Martinez finds images that form the foundations of his scenes online or within The Weather Community portal provided by The Weather Company. He mixes and matches graphics and the objects, tailoring the presentation to its theme.
From Simple to State of the Art
Martinez often uses a chroma key — a green screen with two sides and a ceiling — and camera tracking to achieve a more realistic look with his scenes. While he presents his scenes live on air, he suggested that meteorologists start out broadcasting recorded scenes until they gain confidence with interacting with the presentation live on air. He also noted that you don’t need a large studio and tracking camera. Fixed cameras can also create a compelling scene.
Convey agreed, noting that 60 percent of Max Reality customers use traditional fixed cameras — which every newsroom already has — with objects keyframed in and out of scenes.
“All of these options are good,” Convey said. “Full tracking will give you a little bit more flexibility to be able to move around the objects in a virtual space, but, really, with a fixed camera you can do an awful lot.”

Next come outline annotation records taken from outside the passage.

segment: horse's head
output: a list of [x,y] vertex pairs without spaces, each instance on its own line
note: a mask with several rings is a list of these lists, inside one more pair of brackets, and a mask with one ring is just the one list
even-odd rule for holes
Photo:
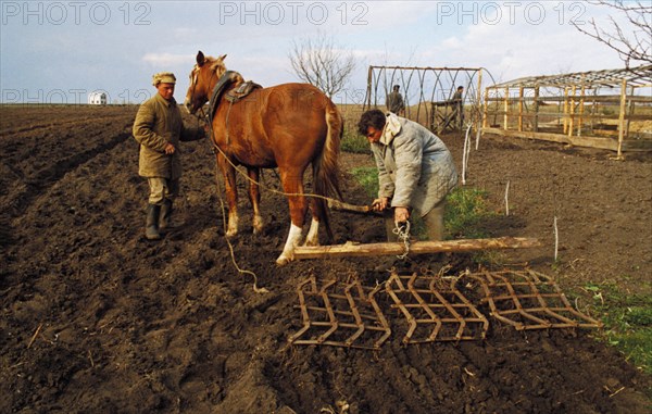
[[190,72],[190,86],[186,92],[184,105],[189,113],[193,114],[211,98],[211,92],[217,79],[226,72],[224,59],[226,54],[215,59],[197,53],[197,64]]

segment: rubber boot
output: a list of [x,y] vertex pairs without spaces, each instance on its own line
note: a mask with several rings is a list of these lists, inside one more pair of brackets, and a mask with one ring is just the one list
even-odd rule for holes
[[147,206],[147,222],[145,228],[145,237],[148,240],[161,239],[159,233],[159,216],[161,214],[161,205],[149,204]]
[[170,228],[170,218],[172,216],[172,200],[165,199],[161,205],[161,216],[159,217],[159,229]]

Martinez’s use of the chroma key comes alive in a scene he created to explain to viewers the difference between a Category 1 and a Category 5 hurricane.
Adding Drama by Interacting With Imagery
Dressed in a windbreaker, his hair blowing wildly, he stands in front of a small house in a howling wind and driving rain, while palm trees blow around in the background. As he speaks, the scene shows how damage to the home is still minimal, but as conditions worsen, a window shatters and Martinez, acting in self-defense, throws his arms up. By the time the segment enters Category 5 conditions, Martinez is shouting, a utility pole has crushed a car parked in the driveway and the house has lost its roof.
The segment even includes a virtual aerial shot, looking down at Martinez from above as he braves the extreme weather.
“If you want to bring to the audience the feeling that it’s real, you have to interact” with the virtual objects, Martinez told webinar attendees. “If a car comes to you, say, Hey, stop the car!”
Heller agreed, adding that sound effects are critical. “If something falls,” he said, slapping his hand on his desk, “make sure to include that sound.”
Bringing Data to Life While Drawing the Viewer In
Meteorologists aren’t bound to the studio when presenting with AR, although outdoor scenes require a little more planning. Martinez showed webinar attendees how a scene he’d created to present in the field included shadows around objects and by his feet.
When asked about how long it takes to create an AR scene, Heller and Martinez agreed that once practitioners have gained a little experience, even elaborate scenes can come together in a couple of hours. They also reminded the audience that some scenes, such as Heller’s depiction of rain clouds forming over Houston, can be used over and over, or edited into a different story.
Max Reality can also be used outside the meteorology department.
“Every TV station wants to be the go-to source for the latest news, weather, and sports,” Heller said. “Max Reality allows us to deliver a message in a way that you can’t with a standard, 2-D weather map. It literally brings the data to life and in some cases pushes it into the viewer’s living room.”